Interview with Governor Laigret, 18 December 1943
In order to avoid misunderstanding and to ensure amicable relations with the French administration in New Caledonia, Barrowclough appointed a committee to investigate and settle all civilian property claims. The American forces, on the other hand, settled such claims according to a prescribed scale of charges which they refused to alter. On 18 December 1943 the Governor of New Caledonia, Monsieur Laigret, made the following observations during an interview with American and Australian newspaper correspondents:
Before coming to Nouméa I knew that:
(1) For 90 years the French flag has been floating over New Caledonia.
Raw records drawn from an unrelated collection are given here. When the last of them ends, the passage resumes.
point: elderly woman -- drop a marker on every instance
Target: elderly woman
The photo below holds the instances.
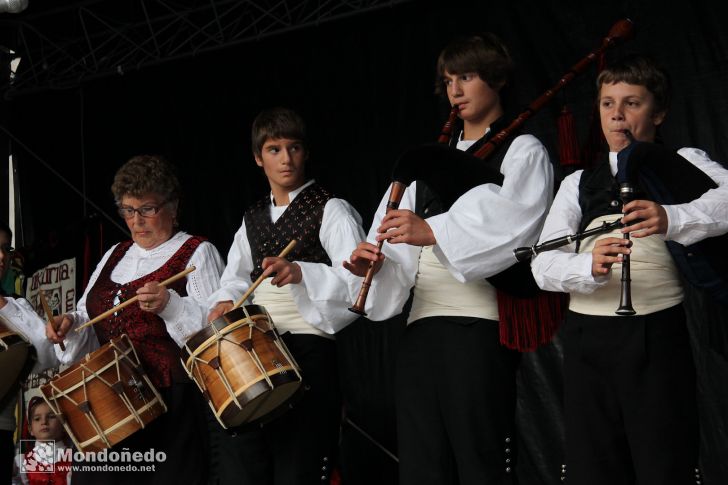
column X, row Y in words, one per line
column 147, row 194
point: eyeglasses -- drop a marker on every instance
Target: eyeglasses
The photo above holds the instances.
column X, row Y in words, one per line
column 144, row 211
(2) The population which lives here is formed of native elements entirely civilised according to French methods of colonisation; of Indo-Chinese elements, introduced to the island before the war to supplement the labour supply (the Indo-Chinese equally civilised); Javanese elements, refugees from the Netherland East Indies; and finally and above all French elements of French stock who have populated New Caledonia for several generations.
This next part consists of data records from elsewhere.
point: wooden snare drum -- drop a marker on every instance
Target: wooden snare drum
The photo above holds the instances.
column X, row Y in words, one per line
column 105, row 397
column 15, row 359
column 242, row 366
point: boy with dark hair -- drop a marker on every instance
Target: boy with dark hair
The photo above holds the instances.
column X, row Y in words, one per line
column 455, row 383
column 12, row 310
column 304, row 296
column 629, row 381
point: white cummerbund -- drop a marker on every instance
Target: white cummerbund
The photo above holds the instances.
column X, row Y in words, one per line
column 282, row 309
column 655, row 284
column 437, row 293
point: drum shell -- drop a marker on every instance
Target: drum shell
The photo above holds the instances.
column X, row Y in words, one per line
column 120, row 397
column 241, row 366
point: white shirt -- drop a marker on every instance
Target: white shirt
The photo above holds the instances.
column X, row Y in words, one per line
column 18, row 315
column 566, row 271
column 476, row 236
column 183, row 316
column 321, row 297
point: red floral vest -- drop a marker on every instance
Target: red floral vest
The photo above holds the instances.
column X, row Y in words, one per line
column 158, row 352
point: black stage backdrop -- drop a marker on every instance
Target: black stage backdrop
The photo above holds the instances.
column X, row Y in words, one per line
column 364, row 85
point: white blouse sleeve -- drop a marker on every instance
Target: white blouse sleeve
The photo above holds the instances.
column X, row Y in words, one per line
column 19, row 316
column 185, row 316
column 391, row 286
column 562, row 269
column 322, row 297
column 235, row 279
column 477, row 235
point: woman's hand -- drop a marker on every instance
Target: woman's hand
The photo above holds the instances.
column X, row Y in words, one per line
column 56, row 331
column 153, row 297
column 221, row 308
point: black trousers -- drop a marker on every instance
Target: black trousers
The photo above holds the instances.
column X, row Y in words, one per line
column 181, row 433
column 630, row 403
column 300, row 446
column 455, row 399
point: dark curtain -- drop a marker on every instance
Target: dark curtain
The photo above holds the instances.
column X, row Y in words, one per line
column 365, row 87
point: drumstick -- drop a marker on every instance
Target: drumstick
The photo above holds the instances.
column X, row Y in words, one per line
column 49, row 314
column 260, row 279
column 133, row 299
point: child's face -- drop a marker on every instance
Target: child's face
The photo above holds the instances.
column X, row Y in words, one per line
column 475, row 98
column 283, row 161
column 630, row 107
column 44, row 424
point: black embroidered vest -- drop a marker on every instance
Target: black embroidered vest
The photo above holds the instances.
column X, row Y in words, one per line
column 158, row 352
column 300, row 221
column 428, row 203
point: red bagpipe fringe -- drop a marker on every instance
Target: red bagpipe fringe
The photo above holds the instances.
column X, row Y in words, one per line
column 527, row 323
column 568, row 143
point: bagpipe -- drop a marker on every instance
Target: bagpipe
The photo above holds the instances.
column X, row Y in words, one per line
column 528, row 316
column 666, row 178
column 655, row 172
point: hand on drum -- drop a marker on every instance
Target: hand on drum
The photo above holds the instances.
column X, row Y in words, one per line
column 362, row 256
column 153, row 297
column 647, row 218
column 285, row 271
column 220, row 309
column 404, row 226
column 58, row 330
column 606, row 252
(3) That the inhabitants of New Caledonia had already in the course of the Great War, 1914–18, given evidence of their attachment to the Mother Country by coming to fight on the European front; many were killed or wounded there; many were distinguished by their bravery, and one can still see today among the men over 40 Military Medals and Croix de Guerre awarded for deeds of courage done by them 25 years ago on the battlefields of France, at Verdun, in Champagne, and on the Somme.
(4) That, as in 1914, from 3 September 1939 people of New Caledonia replied enthusiastically to the order for general mobilisation; the country prepared itself as in 1914 to send an expeditionary force to Europe. The setbacks of June 1940 prevented this contingent from leaving.
(5) That from 29 September 1940, rallying to the appeal of General de Gaulle, New Caledonia and its Dependencies lined up with enthusiasm by the Lorraine Cross, and a few months afterwards the first contingent of volunteers left the island to form the Pacific Battalion and fight in Africa with the British Eighth Army.
(6) That when, December 1941, Japan entered the war, not only was New Caledonia on the side of the United Nations (and its territory was consequently free of any enemy element), that also New Caledonia stood alone to defend its territory against the Japs should they come.
The Caledonians put the island in a state of defence. I had the honour recently to take the high Allied military authorities, English and American, over the points of resistance established by the French with no outside help. I can state that these high military authorities were very much impressed with what they saw.
(7) That New Caledonia has welcomed with enthusiasm the Allied troops stationed here for the needs of war, and while the inhabitants of the country were undergoing (and are still undergoing as a duty) the great inconveniences arising from this influx of troops, a second contingent of volunteers left for Africa to fill the spaces of Bir Hacheim.
Today I know that:
(1) Publicly Dr. Evatt, Australian Minister for Foreign Affairs, paid a striking homage to New Caledonia when he said in a recent speech that by their courageous attitude in September 1939, and afterwards, the inhabitants of this country had earned the right to the thanks of the United Nations in the war against Japan.
(2) That the inhabitants of New Caledonia are suffering considerably, both in their interests and too often also in their rightful susceptibility, from the attitude of the American troops which is too frequently unconcerned from the French point of view. The Americans appear to forget that there is a great difference between being stationed in a friendly country and occupation of an enemy country.
(3) That the New Zealanders, on the other hand, appreciate this difference, and it is a pleasure for me to point this out.
(4) That the New Caledonians are more attached to France than I thought before I came here. Two examples, added to those mentioned above, are the subscription for the patriots of 11 November; and the vote of a credit of 5 millions by the Administrative Council of New Caledonia for the benefit of the French Committee for National Liberation.
In the near future I shall be leaving this country with this happy and comforting conviction. And since I have the opportunity of meeting journalists belonging to the great American democracy, I shall say in conclusion that I wish to Governor Tallec, who will be here soon, that he may find from the American High Command on the island more understanding in his dealing that these authorities have to have with the local Government.
I hope that the American citizens will never forget that, if their troops are in New Caledonia, it is because the French, a handful of French, have permitted it. And this has had its effect on the fate of the war in the Pacific. It is without doubt a historic event which has still more importance than Pearl Harbour.